Attention shifted to the turbine speed sensor circuit.

At the PCM connector, I back-probed the TSS signal, power, and ground circuits (Fig. 4). The TSS shares its power and ground with the output speed sensor and transmission range sensor. Since there were no complaints associated with those components, a shared power or ground issue was unlikely - but verification is mandatory.

Figure 4 Back-probing PCM connector to monitor TSS power, ground, and signal circuits.

Under hard acceleration, the scope revealed the turbine speed signal dropped out momentarily while power and ground remained stable (Fig. 1). That brief dropout was enough to cause the PCM to miscalculate gear ratio and respond aggressively when the signal returned.

Figure 1 Lab scope capture showing turbine speed sensor signal dropout during hard acceleration while power and ground remain stable.

The root cause had been narrowed to the turbine speed signal circuit.
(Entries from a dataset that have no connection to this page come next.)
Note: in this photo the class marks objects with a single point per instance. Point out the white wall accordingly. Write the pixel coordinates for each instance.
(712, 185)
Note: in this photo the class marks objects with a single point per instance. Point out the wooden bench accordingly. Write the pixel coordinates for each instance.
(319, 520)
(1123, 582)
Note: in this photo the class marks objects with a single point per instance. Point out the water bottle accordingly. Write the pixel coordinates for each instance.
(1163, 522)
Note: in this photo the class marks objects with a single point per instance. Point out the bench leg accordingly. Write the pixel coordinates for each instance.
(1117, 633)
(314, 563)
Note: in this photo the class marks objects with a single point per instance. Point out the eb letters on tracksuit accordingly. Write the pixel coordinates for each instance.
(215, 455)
The turbine speed sensor is accessible once the air cleaner assembly is removed (Fig. 2). Inspection of the previously replaced pigtail showed no obvious installation concerns. A wiggle test at the connector with the engine running produced no signal interruption.
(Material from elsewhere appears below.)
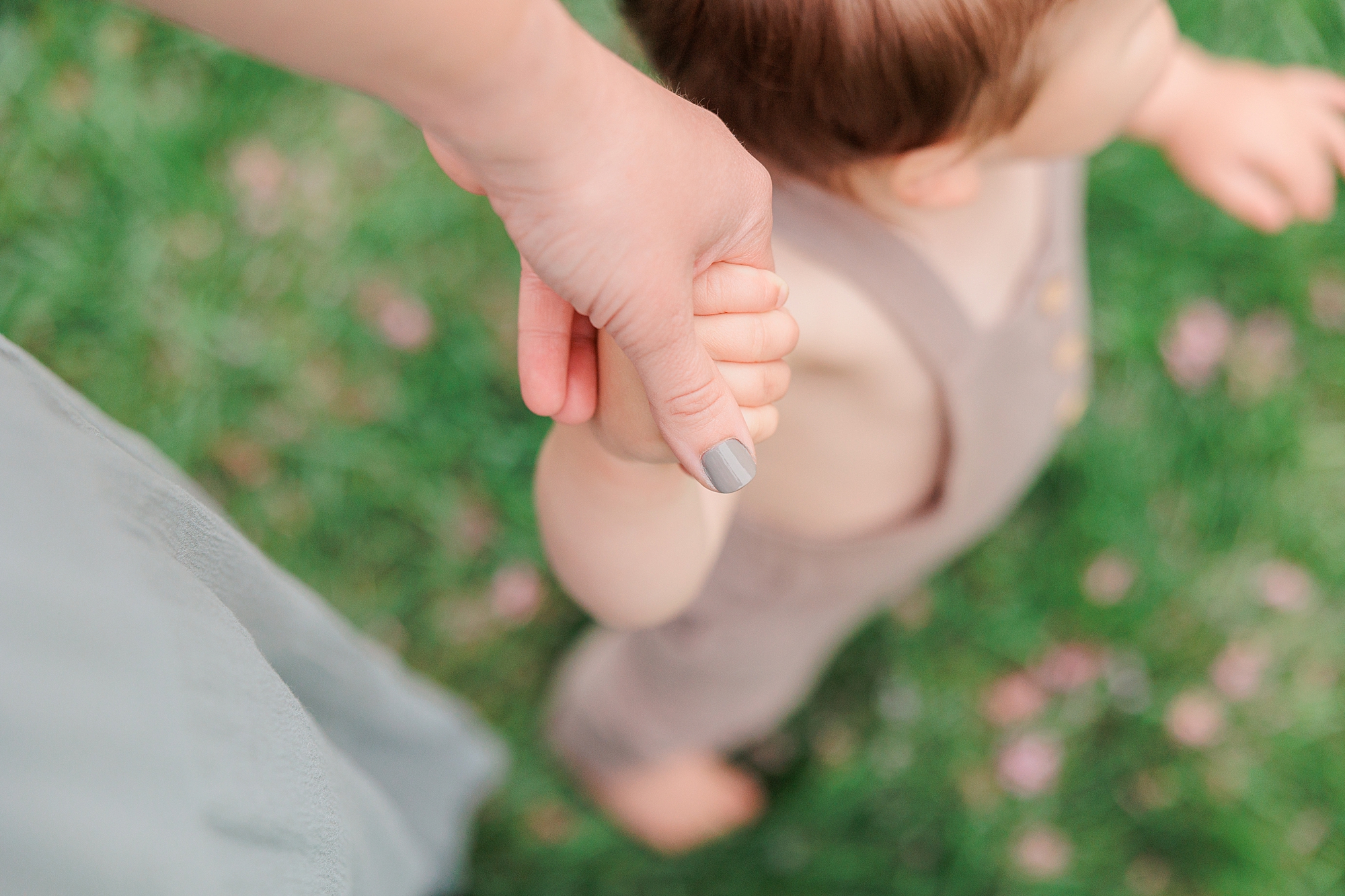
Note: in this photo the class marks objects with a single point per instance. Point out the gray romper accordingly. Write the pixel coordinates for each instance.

Figure 2 Turbine speed sensor location with air cleaner assembly removed for access.

To isolate the fault location, I added a probe directly at the TSS connector to compare the waveform at the sensor with the waveform at the PCM. During repeated throttle events, the signal at the sensor remained clean and stable. However, the signal at the PCM continued to show intermittent dropout.

That confirmed the fault was not the sensor itself, but somewhere between the sensor and the PCM.

Tracing the harness revealed it routed along the intake plenum, around the front of the engine, then back through the firewall toward the PCM (Fig. 5). Visual inspection showed no obvious chafing or exposed wiring.

Figure 5 Harness routing across intake plenum and toward firewall pass-through where chafing occurred.

However, near the firewall pass-through, the harness rested against an A/C line. There were light rub marks on the loom, but nothing visibly severe.

A systematic wiggle test was performed, starting near the transmission and working back toward the PCM. The signal remained stable until reaching the section near the firewall where the harness bent around the A/C line. Manipulating that section consistently produced a turbine speed signal dropout on the scope (Fig. 3).

Figure 3 Scope capture during harness manipulation near firewall showing induced TSS signal interruption.

Even without visible conductor damage, the internal wiring had been compromised enough to intermittently open under load or movement.

Rather than disassembling and unwrapping the entire harness to locate the exact break point, a new dedicated TSS signal wire was run independently of the compromised section. The new wire was properly routed, protected, and secured away from potential chafing points.

Repeated hard acceleration testing showed a stable waveform with no dropouts. Calculated gear ratio remained consistent with commanded gear. No RPM flare occurred, and no harsh re-engagement was felt.

A final road test with the vehicle owner confirmed the repair. Multiple aggressive throttle applications produced normal operation. After months of frustration and multiple major repairs, the issue was resolved with a single corrected signal wire.

This case reinforces several important diagnostic principles:

• Scan data does not always reveal brief signal interruptions. Lab scopes provide higher resolution and should be used when intermittent electrical faults are suspected.
• A calculated gear ratio change without an actual gear change indicates corrupted input data.
• Shared power and ground circuits must be verified but not assumed faulty without evidence.
• Replacement components do not eliminate wiring faults.
• Harness movement under load can expose marginal wiring conditions not visible during static inspection.

The transmission was never the problem. The PCM was reacting to corrupted data. Once accurate information was restored, normal operation followed.

Electrical faults continue to challenge technicians, particularly when they mimic mechanical failure. Understanding how modules calculate their decisions - and verifying the integrity of the data they rely on - remains one of the most valuable skills in modern drivetrain diagnostics.